Жизнь российская Книга-1, Часть-1, Гл-33

Анатолий Цыганок
Глава 33

"Счастливое спасение"
Завершение лифтового плена


Ехал, да не доехал: опять поедем – авось доедем.
(Русская пословица)


Где-то в половине девятого включили электричество.
«Ура-а!» – крикнул кто-то из узников. Кульков не понял, кто это… а уточнять не стал. Много чести. Да и не его это было дело. Дело у него на уме было совершенно другое. Иное дело: как быстрее выбраться отсюда и оказаться в полуклинике. Не просто там оказаться, а с талончиком на приём к врачу. Ему было очень и очень плохо. Но об этом отдельный разговор. Скорей бы к доктору попасть…
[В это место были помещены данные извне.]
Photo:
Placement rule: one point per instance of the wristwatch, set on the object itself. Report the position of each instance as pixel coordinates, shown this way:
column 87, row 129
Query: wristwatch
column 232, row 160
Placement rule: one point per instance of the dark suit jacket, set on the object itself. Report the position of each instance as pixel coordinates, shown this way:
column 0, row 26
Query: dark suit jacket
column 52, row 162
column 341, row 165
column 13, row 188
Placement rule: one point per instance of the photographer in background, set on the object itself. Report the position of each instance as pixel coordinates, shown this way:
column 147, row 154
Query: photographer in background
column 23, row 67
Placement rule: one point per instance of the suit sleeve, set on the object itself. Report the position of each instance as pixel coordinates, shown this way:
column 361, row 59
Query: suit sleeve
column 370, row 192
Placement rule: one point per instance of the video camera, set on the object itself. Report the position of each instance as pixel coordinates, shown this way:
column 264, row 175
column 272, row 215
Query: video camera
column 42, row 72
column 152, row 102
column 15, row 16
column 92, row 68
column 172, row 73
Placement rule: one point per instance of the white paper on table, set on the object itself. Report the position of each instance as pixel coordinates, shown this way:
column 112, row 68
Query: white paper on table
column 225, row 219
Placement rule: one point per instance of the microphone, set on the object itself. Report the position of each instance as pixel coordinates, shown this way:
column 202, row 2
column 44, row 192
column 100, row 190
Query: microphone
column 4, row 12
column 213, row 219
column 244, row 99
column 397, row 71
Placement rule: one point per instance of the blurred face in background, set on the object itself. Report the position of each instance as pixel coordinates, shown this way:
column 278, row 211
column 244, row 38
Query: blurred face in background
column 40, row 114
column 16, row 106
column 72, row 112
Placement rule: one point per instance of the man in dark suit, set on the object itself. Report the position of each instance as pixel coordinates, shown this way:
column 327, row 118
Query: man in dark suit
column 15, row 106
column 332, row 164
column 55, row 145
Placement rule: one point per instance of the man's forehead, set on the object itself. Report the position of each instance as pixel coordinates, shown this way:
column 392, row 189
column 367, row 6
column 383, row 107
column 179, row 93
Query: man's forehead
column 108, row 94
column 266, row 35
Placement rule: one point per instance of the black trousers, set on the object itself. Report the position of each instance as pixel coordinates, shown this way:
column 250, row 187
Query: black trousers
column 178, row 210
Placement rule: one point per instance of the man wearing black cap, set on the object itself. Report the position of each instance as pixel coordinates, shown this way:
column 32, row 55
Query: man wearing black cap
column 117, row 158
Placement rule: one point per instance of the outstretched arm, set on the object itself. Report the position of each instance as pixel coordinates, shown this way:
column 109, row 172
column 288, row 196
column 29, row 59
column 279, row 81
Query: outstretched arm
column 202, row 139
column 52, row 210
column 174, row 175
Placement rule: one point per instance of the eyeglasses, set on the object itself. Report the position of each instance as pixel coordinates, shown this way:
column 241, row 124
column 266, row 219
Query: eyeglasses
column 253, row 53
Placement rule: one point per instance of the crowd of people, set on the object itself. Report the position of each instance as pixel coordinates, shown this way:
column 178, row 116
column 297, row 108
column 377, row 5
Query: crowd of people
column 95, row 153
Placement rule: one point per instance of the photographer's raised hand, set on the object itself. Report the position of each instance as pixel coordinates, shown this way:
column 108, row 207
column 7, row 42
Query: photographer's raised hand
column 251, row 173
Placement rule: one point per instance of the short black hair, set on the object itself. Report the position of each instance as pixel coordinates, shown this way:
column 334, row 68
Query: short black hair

В кабине стало чуток веселей. Пассажиры лифта немного оживились, но всё же вели себя каждый по-своему.

Толстенький говорун стоял, прикрыв свои свинячьи глазки и подперев широкой спиной стенку с раздолбанным пультом; крепко, обеими руками обняв, он держал свой дорогущий мобильный телефон. Время от времени пузанчик причмокивал сочными губами. Было заметно, что этот пышный пухлик сквозь опущенные ресницы с интересом наблюдает за девушкой и длинным парнем с зонтиком. При этом «зоркий наблюдатель» нервозно подрыгивал ногой, многозначительно шевелил пальцами, щёлкая ими, и ехидно ухмылялся, сладострастно водя распухшим языком в недрах своего огромного рта.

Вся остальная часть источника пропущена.